Trois ans après son prix Renaudot pour Notre-Dame du Nil, Scholastique Mukasonga revient en cette rentrée d’hiver avec un nouveau roman qui, tout en mettant à distance le génocide de 1994, moteur principal de l'oeuvre de la romancière, semble y faire constamment allusion.
scholastique mukasonga - coeur tambour - couverture
Un an après la mort de Kitami, chanteuse rwandaise connue dans le monde entier, un journaliste reçoit dans une curieuse valise un manuscrit signé de sa main, dans lequel elle raconte sa jeunesse au Rwanda, jusqu'à sa rencontre avec trois joueurs de tambour qui change son destin. Ce manuscrit poshtume sera le dernier mystère de Kitami, dont les concerts, assimilés par certains à des cérémonies païennes, la voient entrer en transe, comme soudain habitée par l'esprit de l'immense tambour qui ne la quitte jamais, qu'elle a surnommé Ruguani, et qui dit-on était autrefois utilisé dans le cadre de sacrifices rituels.
Ce tambour, à qui elle prête d'importants pouvoirs, sera aussi l'instrument de sa mort puisque - sans que l'on sache s'il s'agit d'un accident, d'un meurtre ou même d'un suicide - Kitami finira écrasée sous son poids, broyée par la masse du tronc d'arbre qui en constitue la caisse.

Cœur tambour est construit selon un classique dispositif à tiroirs : après un "avertissement de l'éditeur" nous est livré le prétendu récit autobiographique de Kitami. Nous rencontrons ainsi la mystérieuse diva avant de connaître l'enfant solitaire et rêveuse ; surtout, la longue introduction du roman nous présente les trois hommes qui uniront leur destin à celui de Kitami : trois joueurs de tambour, que sont Livingstone le Jamaïcain, joueur de tambour nyabinghi, héritier des "nègres marrons", ces esclaves rebelles du 18e siècle ;  Baptiste, qui bat le tambour maké caractéristique du gwoka guadeloupéen ; et James l'Ougandais formé par un vieux maître rwandais.
A eux trois, réunis à New York où naissent après-guerre de nouvelles formes de musique, ils composent un panorama de la diaspora africaine, de ses violentes et douloureuses origines mais aussi des différentes cultures qui en sont nées, soudain réunies autour d'un sentiment d'appartenance commun. Ne manque à leur formation que Kitami, la chanteuse qui en sera le cœur vibrant.

Kitami garde tout au long du roman un pied dans la tradition et un pied dans la modernité, incarnant un monde à la fois déchiré et réconcilié. Le Rawanda que connaît Kitami - qui s'appelle alors Prisca - est encore peuplé de légendes, d'esprits, et de sorcières. La colonisation, malgré tous les dégâts qu'elle a causé, n'a pas aboli la tradition. Les chants populaires notamment, bien qu'ils soient récupérés par les missionnaires catholiques pour en diminuer la charge subversive, restent un fort noyau d'identification. L'art de Kitami consiste alors en une réappropriation de ces symboles culturels dilués, qu'elle va ensuite disséminer par le monde en leur restituant leur force mystique originelle, elle qui a été désignée comme l'héritière de Nyabinghi, la légendaire princesse par qui doit venir la libération. L'écriture puissamment rythmée de Scholastique Mukasonga, toujours pleine de mystérieuses fulgurances, faisait déjà merveille dans ses précédents romans ; elle trouve ici tout son sens, époousant à merveille la complexité envoûtante du personnage de Kitami.
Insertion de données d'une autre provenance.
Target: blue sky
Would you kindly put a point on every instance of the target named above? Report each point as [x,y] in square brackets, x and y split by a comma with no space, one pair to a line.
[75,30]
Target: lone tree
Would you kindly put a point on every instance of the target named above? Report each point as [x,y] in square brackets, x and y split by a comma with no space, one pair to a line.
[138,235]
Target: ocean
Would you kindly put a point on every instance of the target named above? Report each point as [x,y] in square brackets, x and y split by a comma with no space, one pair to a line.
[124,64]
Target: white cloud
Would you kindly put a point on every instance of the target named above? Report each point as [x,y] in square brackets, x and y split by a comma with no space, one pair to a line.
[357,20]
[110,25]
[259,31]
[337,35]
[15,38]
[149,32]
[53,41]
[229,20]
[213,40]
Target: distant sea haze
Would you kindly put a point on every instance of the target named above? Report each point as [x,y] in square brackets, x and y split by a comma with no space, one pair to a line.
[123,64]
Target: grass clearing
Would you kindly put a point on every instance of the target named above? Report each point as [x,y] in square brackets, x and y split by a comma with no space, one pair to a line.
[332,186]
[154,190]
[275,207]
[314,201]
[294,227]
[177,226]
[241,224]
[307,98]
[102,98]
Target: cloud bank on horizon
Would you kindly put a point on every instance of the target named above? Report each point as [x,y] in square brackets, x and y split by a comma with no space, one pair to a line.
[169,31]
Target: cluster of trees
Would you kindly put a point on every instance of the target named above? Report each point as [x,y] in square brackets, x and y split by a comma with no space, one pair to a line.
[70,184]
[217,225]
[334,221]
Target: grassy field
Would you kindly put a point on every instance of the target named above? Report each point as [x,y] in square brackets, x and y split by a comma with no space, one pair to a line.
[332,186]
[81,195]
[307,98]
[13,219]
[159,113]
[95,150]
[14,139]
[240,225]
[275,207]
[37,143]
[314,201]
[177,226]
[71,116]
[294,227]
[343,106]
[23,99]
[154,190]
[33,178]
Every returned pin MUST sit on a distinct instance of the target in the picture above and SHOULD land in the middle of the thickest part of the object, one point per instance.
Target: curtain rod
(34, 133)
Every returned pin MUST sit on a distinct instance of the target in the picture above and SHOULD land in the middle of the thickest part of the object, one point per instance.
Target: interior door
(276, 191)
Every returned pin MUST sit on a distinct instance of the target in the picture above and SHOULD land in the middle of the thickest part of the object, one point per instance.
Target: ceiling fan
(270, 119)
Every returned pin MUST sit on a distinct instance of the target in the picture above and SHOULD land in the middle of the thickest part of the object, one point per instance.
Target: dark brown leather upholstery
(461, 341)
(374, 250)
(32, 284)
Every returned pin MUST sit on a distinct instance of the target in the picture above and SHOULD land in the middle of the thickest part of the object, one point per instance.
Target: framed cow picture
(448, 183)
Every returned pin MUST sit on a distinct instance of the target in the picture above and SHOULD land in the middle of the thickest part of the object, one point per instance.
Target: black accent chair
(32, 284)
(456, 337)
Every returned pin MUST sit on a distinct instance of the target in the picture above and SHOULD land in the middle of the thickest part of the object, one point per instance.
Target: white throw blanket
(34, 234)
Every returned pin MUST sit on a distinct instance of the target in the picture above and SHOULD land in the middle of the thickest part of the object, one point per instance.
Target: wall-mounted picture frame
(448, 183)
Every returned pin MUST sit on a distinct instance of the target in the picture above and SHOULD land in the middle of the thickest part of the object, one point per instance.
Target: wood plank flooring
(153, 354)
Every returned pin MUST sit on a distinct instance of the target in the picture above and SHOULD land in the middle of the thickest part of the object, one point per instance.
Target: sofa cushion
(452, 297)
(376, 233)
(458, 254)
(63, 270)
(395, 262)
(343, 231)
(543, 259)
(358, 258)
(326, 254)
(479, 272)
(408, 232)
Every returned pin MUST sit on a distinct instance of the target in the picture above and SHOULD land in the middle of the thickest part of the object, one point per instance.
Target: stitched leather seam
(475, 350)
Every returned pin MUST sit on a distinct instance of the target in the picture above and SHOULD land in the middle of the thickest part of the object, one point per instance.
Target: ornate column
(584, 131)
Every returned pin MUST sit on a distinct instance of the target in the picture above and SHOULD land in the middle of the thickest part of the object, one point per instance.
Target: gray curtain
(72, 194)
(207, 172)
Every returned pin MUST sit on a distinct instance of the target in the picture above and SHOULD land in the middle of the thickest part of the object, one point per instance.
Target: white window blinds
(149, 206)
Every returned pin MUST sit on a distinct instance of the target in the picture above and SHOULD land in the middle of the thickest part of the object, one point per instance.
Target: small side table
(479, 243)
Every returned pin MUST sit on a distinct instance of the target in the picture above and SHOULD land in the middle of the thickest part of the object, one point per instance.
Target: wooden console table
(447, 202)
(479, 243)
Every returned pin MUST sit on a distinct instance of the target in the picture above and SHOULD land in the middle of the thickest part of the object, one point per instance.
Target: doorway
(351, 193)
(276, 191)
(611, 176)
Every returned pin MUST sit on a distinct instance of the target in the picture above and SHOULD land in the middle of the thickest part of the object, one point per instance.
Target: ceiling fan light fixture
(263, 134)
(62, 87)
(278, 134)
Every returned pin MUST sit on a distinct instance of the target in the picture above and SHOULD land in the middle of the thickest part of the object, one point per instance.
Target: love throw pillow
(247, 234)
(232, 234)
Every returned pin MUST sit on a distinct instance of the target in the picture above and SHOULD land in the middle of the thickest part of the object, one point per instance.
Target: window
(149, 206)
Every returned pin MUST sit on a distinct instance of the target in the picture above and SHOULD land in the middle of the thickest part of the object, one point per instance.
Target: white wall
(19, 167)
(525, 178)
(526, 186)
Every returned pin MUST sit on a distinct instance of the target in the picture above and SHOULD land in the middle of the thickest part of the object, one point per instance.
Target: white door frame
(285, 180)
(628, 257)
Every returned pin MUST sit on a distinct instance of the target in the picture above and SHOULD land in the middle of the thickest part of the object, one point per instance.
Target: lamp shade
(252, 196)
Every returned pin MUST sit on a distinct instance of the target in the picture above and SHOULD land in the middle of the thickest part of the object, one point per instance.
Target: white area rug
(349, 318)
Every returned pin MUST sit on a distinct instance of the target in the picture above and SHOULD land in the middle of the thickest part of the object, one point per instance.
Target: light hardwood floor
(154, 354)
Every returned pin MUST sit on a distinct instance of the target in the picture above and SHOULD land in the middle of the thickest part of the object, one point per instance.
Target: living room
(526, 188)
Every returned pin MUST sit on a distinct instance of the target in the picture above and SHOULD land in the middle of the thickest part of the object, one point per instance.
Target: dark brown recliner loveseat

Une grande partie de Cœur tambour se déroule loin du Rwanda, dont sont originaires Scholastique Mukasonga et son héroïne Kitami. Naviguant de New-York à Kingston, de l’Ethiopie à la Guadeloupe, Cœur tambour ne cesse, pourtant, d'y revenir.  
Car même si Scholastique Mukasonga repousse ainsi à la périphérie du roman le génocide des Tutsis, central dans ses précédentes œuvres, il plane à l’horizon tel un nuage noir, et finit par s'incarner dans le funeste présage qu'est la mort de Kitami. "Le malheur, dit-elle, se croit toujours le plus fort mais il ignore qui vient après lui". Le lecteur le sait, le pressent, et c'est aussi grâce à cette intuition du malheur qui l'imprègne que Cœur Tambour parvient à fasciner aussi durablement.